Figure 4 : Comparaison entre les résultats du modèle (carrés blancs) et les valeurs mesurées (carrés noirs)

Cette modélisation a ensuite été appliquée à l'ensemble du Modèle Numérique de Terrain de la Bretagne. Les résultats de cette modélisation sont fournis pour le découpage de la Bretagne en 94 bassins versants principaux (tableau 2). Les principaux résultats de cette modélisation sont en accord avec les données des bassins versants RNB qui ont servi à construire le modèle :

En conséquence, alors que le bilan d'azote était excédentaire, en 1988, de 94000 tonnes de N sur les 28460 km2 représentés par les 94 bassins versants de plus de 2000 hectares, les flux estimés vers la mer provenant de ces bassins versants sont estimés à environ 68000 tonnes de N soit 300000 tonnes de nitrates. Ceci signifie que dans les bassins versants fortement chargés qui sont l'objet d'une forte pollution par l'azote, il existe déjà des phénomènes d'abattement. Sans ces phénomènes d'abattement la pollution serait encore plus catastrophique. On peut estimer ainsi que dans le cas du Frémur, en absence de phénomènes d'abattement la charge moyenne en nitrates serait de l'ordre de 400 mg de nitrates par litre.

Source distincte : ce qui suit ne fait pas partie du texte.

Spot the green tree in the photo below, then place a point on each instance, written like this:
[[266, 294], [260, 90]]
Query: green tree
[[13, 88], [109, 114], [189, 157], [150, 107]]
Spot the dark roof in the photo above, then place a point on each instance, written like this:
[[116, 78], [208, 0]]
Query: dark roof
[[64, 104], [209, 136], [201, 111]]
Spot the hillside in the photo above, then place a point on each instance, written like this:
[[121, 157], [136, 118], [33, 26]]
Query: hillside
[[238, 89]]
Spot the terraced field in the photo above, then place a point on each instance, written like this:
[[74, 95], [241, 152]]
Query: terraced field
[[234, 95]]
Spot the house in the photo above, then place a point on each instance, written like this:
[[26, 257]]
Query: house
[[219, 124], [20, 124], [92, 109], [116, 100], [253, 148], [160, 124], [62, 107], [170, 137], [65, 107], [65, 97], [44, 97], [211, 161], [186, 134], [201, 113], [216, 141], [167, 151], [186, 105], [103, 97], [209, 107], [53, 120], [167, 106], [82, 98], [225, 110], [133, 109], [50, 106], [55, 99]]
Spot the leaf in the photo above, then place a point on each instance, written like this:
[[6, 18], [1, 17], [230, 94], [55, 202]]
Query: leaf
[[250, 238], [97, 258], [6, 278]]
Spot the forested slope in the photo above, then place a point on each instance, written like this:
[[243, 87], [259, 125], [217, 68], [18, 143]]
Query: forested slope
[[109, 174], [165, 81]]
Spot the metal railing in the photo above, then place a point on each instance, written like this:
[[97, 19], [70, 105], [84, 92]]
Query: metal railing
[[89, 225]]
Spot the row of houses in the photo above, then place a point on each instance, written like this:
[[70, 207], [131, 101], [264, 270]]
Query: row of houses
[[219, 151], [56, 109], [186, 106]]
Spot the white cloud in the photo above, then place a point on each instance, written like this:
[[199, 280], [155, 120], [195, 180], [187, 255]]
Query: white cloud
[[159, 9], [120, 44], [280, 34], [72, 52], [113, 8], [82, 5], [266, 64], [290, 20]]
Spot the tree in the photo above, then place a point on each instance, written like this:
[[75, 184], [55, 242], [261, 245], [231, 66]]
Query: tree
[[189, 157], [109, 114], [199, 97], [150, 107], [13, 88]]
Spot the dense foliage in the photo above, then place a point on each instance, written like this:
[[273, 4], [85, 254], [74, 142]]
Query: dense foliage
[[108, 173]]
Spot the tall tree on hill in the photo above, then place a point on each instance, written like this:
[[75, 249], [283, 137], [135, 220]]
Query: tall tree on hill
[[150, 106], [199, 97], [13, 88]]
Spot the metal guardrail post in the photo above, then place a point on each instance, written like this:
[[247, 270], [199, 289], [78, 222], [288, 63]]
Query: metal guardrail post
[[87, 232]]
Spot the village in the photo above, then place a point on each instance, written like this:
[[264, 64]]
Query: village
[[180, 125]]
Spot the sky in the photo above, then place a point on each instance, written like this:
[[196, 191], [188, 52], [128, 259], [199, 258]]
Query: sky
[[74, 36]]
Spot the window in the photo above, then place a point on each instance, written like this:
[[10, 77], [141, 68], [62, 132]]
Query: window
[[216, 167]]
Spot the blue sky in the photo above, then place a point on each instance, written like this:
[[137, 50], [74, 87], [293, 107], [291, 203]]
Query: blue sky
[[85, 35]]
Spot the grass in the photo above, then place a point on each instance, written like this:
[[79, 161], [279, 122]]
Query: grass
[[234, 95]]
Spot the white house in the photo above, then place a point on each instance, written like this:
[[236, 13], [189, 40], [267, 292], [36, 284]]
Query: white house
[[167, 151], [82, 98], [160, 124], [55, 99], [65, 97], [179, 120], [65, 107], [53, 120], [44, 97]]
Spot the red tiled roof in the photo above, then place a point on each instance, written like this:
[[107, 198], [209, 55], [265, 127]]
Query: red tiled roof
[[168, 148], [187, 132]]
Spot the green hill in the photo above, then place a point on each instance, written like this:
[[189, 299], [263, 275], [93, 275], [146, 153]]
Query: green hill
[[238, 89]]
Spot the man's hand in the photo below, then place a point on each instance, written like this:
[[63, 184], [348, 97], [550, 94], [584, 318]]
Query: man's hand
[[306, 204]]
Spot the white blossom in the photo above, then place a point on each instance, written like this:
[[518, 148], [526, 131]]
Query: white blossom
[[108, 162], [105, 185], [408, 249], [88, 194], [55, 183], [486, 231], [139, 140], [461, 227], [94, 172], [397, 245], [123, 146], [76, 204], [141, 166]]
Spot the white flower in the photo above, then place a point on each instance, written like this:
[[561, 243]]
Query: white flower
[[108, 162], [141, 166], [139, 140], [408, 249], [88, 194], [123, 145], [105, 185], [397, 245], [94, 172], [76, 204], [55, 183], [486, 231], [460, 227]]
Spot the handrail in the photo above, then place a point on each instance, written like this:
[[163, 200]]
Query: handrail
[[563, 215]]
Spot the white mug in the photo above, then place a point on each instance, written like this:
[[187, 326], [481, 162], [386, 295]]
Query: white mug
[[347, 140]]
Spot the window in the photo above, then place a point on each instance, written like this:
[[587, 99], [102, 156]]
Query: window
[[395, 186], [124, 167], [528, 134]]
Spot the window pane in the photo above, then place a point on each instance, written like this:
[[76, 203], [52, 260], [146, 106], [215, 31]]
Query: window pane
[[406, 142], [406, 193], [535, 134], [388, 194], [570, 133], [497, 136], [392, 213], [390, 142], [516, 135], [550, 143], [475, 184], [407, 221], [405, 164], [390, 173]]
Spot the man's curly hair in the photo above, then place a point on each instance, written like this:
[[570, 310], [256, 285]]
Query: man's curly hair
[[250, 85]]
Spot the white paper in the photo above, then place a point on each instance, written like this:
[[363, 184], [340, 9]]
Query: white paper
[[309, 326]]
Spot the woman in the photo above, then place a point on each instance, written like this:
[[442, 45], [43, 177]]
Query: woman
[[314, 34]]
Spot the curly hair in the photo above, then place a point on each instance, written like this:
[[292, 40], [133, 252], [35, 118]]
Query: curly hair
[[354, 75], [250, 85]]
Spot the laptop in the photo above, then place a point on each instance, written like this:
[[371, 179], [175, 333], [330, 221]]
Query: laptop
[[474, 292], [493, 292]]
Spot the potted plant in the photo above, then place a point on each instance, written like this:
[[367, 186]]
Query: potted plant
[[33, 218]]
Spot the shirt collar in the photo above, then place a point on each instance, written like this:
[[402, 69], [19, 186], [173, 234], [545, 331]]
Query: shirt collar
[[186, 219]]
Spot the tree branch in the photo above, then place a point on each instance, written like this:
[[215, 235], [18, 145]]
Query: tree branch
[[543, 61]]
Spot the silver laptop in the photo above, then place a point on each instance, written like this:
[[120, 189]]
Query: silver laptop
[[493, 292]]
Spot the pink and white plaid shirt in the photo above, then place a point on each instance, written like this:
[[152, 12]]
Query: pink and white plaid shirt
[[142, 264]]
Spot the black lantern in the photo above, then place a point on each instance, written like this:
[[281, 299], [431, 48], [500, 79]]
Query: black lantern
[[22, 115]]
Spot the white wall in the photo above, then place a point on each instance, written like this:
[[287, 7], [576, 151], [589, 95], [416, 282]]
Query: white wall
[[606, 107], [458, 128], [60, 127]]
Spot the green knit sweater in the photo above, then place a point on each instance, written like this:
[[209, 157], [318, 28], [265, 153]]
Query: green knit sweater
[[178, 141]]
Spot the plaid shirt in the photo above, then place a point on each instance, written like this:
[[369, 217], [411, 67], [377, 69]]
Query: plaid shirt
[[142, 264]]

Par contre, il est indispensable d'attirer l'attention sur le phénomène suivant extrèmement important: compte tenu du caractère moins que proportionnel de l'abattement, une diminution de la charge en azote par moitié dans un bassin versant chargé ne se traduira pas par une division par deux du flux d'azote. Prenons l'exemple du bassin versant du Kerouallon (Loc-Eguiner Ploudiry) sous bassin versant de l'Elorn ; sur ce bassin versant, l'excès d'azote est estimé à 146 tonnes pour une surface de 600 hectares et le flux à l'exutoire est de l'ordre de 41 tonnes de N (travaux en cours du Cemagref), si la charge en azote était divisée par deux et représentait 73 tonnes, le flux d'azote sortant est estimé à 29 tonnes. On est donc amené à constater que dans ce cas une diminution de moitié de l'excédent d'azote ne se traduirait que par une diminution d'un tiers du flux d'azote à la sortie du bassin versant. Ce résultat de cette modélisation est extrèmement important à prendre en compte pour éviter de se méprendre sur la portée exacte des mesures qui seraient prises visant à améliorer les bilans d'azote.